Preferably, dissolution of erlotinib base in the said solvents is done at about room temperature to about 80° C., depending on the solvent. Preferably, when the solvent is butanol, the dissolution is done at about room temperature to about 80° C., more preferably, at about 80° C. Preferably, when the solvent is dry 1,3-dioxalane, the dissolution is done at a temperature of about room temperature to about 74° C.-75° C., more preferably, at about room temperature.
Erlotinib base can be prepared, for example, according to the process disclosed in U.S. Pat. No. 5,747,498, example 20.
Typically, admixing the solution of Erlotinib base and HCl is an exothermic reaction, thus the mixing can be done at low temperatures. Preferably, HCl is added to the solution of erlotinib base in a dry 1,3-dioxalane, or mixture of butanol and a small amount of water. Preferably, the addition is done at a temperature of about 0° C. to about 70° C.
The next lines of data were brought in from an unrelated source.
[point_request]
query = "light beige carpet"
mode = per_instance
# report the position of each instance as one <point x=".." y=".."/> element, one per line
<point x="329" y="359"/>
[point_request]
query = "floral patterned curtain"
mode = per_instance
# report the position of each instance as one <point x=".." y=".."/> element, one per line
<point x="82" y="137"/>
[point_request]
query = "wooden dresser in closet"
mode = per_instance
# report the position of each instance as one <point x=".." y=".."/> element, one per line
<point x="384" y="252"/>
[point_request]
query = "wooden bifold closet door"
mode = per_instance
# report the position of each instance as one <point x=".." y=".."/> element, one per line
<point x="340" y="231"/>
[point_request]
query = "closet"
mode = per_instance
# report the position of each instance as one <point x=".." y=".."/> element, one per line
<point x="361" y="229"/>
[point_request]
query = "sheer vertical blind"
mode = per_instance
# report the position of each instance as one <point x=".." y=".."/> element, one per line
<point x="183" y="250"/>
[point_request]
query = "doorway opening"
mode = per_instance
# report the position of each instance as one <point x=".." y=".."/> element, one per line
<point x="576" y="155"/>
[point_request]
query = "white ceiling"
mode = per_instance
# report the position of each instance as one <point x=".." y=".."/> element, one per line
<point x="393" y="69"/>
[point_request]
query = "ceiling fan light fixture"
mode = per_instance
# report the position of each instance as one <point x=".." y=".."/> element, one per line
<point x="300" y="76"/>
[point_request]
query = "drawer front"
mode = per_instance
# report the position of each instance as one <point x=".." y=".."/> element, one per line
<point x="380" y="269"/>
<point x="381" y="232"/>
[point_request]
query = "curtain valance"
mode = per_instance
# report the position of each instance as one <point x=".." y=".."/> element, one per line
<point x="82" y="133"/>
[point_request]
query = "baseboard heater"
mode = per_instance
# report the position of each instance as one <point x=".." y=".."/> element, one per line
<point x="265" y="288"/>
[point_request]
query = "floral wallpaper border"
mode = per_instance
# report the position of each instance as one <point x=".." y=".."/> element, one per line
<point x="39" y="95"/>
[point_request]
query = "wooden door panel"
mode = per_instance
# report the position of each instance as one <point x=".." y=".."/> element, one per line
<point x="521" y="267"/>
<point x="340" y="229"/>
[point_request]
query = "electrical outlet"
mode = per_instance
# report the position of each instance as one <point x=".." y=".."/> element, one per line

Preferably, HCl is provided in a form of a concentrated solution. Preferably, the solvent of the HCl solution is diethylether, butanol or mixtures thereof. Preferably, the concentration of the solution is about 5 to about 19% by weight/volume, more preferably, about 19% by weight/volume. Typically, such HCl solution is prepared by bubbling HCl gas into diethylether, butanol or mixtures thereof. Determination of the concentration of the HCl solution is done by titrations with a base, as known to one skilled in the art.
Typically, the addition of HCl to the solution provides a suspension comprising of a precipitate of the crystalline Erlotinib HCl of the present invention.
The suspension can be further maintained. Preferably, the suspension is maintained for about 15 minutes to about 1 hour. Preferably, the suspension is maintained at a temperature of about 0° C. to about 30° C.
The suspension can be further cooled and maintained. Preferably, the suspension is further cooled to a temperature of about −5° to about +5° C., more preferably to about 0° C. Preferably, the cooled suspension is further maintained for about 24 hours.
The recovery of the crystalline Erlotinib HCl of the present invention from the suspension can be done for example by filtering and drying.
Preferably, drying is done at a temperature of about 40° C. to about 60° C., preferably, for a period of about 1 hour to about overnight.
The present invention encompasses crystalline form F of Erlotinib HCl, characterized by data selected from the group consisting of: a powder XRD pattern having peaks at about 9.7, 11.2, and 21.1±0.2 degrees two-theta, and at least any 3 peaks selected from the list consisting of 5.6, 16.9, 24.0, 25.3 and 26.0±0.2 degrees 2-theta; a PXRD pattern depicted in
The crystalline Form F Erlotinib HCl of the present invention can be further characterized by data selected from the group consisting of: a DSC thermogram having peaks at about 203° C. and 233° C.; a DSC thermogram depicted in
The above second crystalline form can be prepared by a process comprising:
a) dissolving Erl-base in dioxolane,
b) maintaining the solution for more than an hour prior to the addition of HCl, and
c) adding HCl to obtain a suspension comprising the said crystalline form
Preferably, dioxalan contains about 0.031% by weight of water.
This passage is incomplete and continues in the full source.